パラシュートを背から切り離して、ぼくは立ち上がった。水はひざまでだ、底無し沼だったらアウトだけど。深くなれば、泳ぐまでだ。コートの下に救命胴衣を着ているからなんとかなる。
美景で知られる釧路湿原も、こうして歩くと気味が悪いなあ。変な生き物に襲われたりしないかなあ。でも日本にはワニがいないのが救いだよね。そういえばずっとむかし、恐竜が潜んでいるって話なかったっけ。クッキーとかいう。
モニターグラスのナビを利用して歩き続ける。頼人のELT(航空機用救命無線機)を探知して。反応はすぐにわかった。そんな遠くない。
でも湿原を歩くって、冷たいよう、寒いよう。時おり深くなっていて転び、ぼくは首まで水に漬かった。
十分くらい彷徨って凍え掛けたとき。

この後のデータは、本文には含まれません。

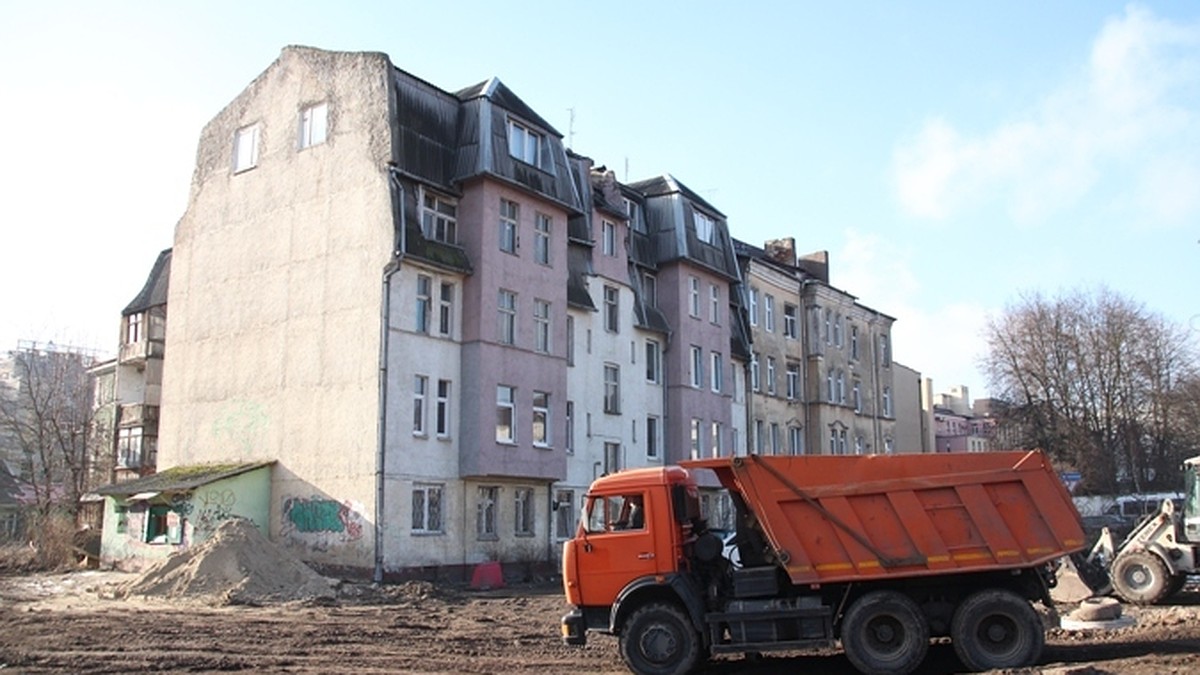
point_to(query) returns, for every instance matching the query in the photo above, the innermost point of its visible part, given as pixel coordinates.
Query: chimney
(781, 250)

霧のかなたに頼人は発見できた。ぼくは小走りに駆け寄った。
声が聞こえた。すすり泣く女の子の声。光ちゃん、生きている!
苦心して近寄る。信じられない光景だった。頼人の折れた翼と潰れて水につかったエンジンが、座席を浸水から防いでいた。ちょうど、乗っているパイロットの光ちゃんを守るかのように。

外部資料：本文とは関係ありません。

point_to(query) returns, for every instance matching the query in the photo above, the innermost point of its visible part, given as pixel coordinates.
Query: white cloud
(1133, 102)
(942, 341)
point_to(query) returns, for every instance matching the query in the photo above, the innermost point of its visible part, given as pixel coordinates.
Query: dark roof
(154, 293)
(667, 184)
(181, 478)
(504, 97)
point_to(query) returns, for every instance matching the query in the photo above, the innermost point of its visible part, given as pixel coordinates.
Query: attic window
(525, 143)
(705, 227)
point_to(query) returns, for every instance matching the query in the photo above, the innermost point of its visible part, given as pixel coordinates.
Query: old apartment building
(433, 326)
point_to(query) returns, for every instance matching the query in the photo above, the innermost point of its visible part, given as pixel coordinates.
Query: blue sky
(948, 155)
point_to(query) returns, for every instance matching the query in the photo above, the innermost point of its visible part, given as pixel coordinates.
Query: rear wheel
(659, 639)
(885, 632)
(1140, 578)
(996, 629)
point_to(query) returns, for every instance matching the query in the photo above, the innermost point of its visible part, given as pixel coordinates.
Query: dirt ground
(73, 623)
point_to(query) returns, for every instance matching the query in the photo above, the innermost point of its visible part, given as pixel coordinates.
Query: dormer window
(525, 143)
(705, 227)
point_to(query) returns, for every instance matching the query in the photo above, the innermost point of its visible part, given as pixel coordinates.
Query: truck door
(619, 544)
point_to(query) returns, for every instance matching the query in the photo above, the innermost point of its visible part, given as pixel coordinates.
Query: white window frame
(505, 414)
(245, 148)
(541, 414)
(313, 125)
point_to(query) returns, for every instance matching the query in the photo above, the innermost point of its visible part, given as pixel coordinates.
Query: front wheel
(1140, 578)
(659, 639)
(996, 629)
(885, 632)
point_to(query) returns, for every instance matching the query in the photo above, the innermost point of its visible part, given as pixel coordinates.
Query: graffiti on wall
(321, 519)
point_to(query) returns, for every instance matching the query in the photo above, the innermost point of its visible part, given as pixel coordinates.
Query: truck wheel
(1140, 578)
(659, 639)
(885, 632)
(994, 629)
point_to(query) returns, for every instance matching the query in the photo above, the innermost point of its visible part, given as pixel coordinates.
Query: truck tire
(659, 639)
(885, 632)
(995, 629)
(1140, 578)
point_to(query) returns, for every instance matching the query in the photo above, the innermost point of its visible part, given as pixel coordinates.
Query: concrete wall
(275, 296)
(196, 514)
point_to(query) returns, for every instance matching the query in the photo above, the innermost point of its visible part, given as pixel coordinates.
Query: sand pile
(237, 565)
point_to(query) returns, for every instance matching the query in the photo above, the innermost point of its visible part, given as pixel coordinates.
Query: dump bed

ほっとした。泣き声は、痛みによるものでは無いらしい。エアバックも作動して光ちゃんは無傷だ。だけど。
頼人は彼女にとって、唯一の友だちだったのだろう。空の運動会は、彼女にとって唯一の生きがいだったのだろう。
座席にすがりついて泣きじゃくる少女に、ぼくは声がかけられなかった。